Scuzz
1961
That is probably a normal day in LA.
Was 60 degrees yesterday, sub 30 today and was 70 on Christmas Day, in Maryland. WTF weather.
I had to put on a jacket today! What the hell!?
Edit: OK, I guess I didn’t have to.
RichVR
1964
High of 60 today. Down to 41 tonight. It’s madness, I tell you, madness!
All right East Coasties. You ready for this? We may have a snowy weekend on the horizon.
It’s still too early to tell exactly how heavy this will be, but right now it looks like the corridor from NoVA through Philly and south Jersey have the potential to get smacked in a way they haven’t been since the Snowmageddon storm of 2010.
The big variable is mostly that the system pushing this weather eastward is actually still over the Pacific as I type this on Tuesday afternoon. Once it makes landfall in the Pacific NW and meteorologists see how it reacts over ground, it’ll firm up the forecasts.
Right now though? The models show a weather geek’s wet dream. All forecasts converging on a model that shows an almost perfect buildup to a wallop on the Mid Atlantic Friday/Saturday.
And completely miss the Upper Midwest /ha ha
Here’s why weather geeks (guilty) are kind of freaking out over the potential of this east coast storm.
If everything fits together in just the most disastrous pattern possible, this basically has the hallmarks of a snow hurricane. Hurricane strength winds, tons of snowmaking moisture, and wet, heavy snow falling.
Not gonna lie, right now I’m fascinated to see if it happens.
Fascination could rapidly turn to “Oh shit,” in these quarters by Saturday.
As someone who survived last year’s Boston Snowpocalypse, no thank you?
Yeah, here in northern Vermont, we’re getting some serious winds and modest (if still significant) snow where I live at least, and my drive home today was not fun. I would just as soon pass on anything worse, especially as 1) the power often goes out with heavy snow/winds, and 2) our water is from a well with an electric pump, and no power means no water which means no frickin’ toilets. Heat, well, the dogs pile on the bed and we all hunker in.

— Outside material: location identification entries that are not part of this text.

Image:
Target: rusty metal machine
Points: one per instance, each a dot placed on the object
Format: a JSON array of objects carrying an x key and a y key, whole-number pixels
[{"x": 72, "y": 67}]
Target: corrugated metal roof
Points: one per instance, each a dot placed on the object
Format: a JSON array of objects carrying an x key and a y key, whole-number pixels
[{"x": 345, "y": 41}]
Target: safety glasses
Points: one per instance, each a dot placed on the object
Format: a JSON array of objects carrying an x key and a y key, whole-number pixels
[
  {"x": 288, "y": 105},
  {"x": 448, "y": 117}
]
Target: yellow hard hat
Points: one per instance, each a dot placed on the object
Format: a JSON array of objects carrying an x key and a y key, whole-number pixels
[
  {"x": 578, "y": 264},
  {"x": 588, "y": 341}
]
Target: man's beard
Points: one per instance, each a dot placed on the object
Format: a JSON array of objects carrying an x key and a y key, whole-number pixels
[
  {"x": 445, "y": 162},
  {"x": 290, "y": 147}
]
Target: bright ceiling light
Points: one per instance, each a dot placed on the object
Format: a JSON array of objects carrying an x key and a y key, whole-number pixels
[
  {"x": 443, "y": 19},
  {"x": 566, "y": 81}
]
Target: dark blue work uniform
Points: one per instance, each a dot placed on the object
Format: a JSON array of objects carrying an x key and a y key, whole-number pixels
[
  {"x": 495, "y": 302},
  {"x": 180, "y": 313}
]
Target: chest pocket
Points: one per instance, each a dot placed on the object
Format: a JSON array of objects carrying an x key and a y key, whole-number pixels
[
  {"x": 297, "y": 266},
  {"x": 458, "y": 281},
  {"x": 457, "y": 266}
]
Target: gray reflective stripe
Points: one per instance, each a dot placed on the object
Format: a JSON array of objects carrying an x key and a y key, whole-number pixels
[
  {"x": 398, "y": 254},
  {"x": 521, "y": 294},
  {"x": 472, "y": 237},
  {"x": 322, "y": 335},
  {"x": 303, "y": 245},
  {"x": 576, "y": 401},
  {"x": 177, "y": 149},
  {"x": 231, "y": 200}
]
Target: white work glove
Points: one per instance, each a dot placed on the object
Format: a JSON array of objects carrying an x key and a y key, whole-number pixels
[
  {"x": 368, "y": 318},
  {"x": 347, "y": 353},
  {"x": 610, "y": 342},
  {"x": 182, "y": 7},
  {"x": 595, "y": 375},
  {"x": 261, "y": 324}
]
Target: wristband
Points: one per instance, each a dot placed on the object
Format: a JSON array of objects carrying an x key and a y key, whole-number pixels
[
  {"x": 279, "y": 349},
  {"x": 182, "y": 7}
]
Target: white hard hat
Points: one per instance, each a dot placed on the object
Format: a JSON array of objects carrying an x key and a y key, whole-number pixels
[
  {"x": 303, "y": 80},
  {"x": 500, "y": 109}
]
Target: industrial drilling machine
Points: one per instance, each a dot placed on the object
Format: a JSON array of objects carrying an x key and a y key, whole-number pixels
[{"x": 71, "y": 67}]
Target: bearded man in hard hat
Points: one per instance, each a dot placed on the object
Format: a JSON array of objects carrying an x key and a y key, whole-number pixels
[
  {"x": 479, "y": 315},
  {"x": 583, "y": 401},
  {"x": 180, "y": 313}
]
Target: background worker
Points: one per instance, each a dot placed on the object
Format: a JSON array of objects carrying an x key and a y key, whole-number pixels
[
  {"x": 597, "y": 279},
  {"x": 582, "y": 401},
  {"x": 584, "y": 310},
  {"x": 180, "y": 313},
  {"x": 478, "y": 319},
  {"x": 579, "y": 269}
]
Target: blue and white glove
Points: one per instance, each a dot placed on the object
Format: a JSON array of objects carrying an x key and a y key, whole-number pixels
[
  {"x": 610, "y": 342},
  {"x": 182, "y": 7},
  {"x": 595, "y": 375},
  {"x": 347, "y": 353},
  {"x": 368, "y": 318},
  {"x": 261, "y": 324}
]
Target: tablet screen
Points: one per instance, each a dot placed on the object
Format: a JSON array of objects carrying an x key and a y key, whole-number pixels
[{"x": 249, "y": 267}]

Right now* it looks like the storm will pound the Mid Atlantic the hardest…but who knows? It looks like a big, crawly snowmaker, though, so the entire eastern seaboard north of Charlottesville is going to get hit under the current models.
Time to roll the weather dice!!
RichVR
1972
It’s strange. Since I moved to Florida there hasn’t been a hurricane. Now NY is getting a snow hurricane. Uh… sorry?
Not NY. I-95 corridor, especially DC/Balmer/Philly. Maybe some NYC/Boston.
Anyway, current Para/GFS model:

That’s 2.5-3.0" of liquid over DC. 1" of liquid moisture = 10" of snow, approx.
Alstein
1974
This one is serious. I’ll be working the first part of it overnight into Friday morning here. Ice storms are always stressful, but that’s what they pay us for (even if the crooks at the FAA are desperately trying to cook up a sham not to!)
I was planning on hiking this Saturday. This will certainly make it more interesting.
New Euro model (which is the one everyone pays attention to, like EF Hutton) shows this sliding significantly south. That spares NYC/Boston and even Philly.
Right now DC in the crosshairs. 3 feet. That can obviously change a ton.
RichVR
1978
Thanks Trig, I feel much better. ;)
It’s a little silly to be predicting snow totals this early, because the models are all actually diverging a bit more now that the storm header is making landfall, but hey…it’s fun if they’re totally wrong and this is nothing to look at what we missed out on, right?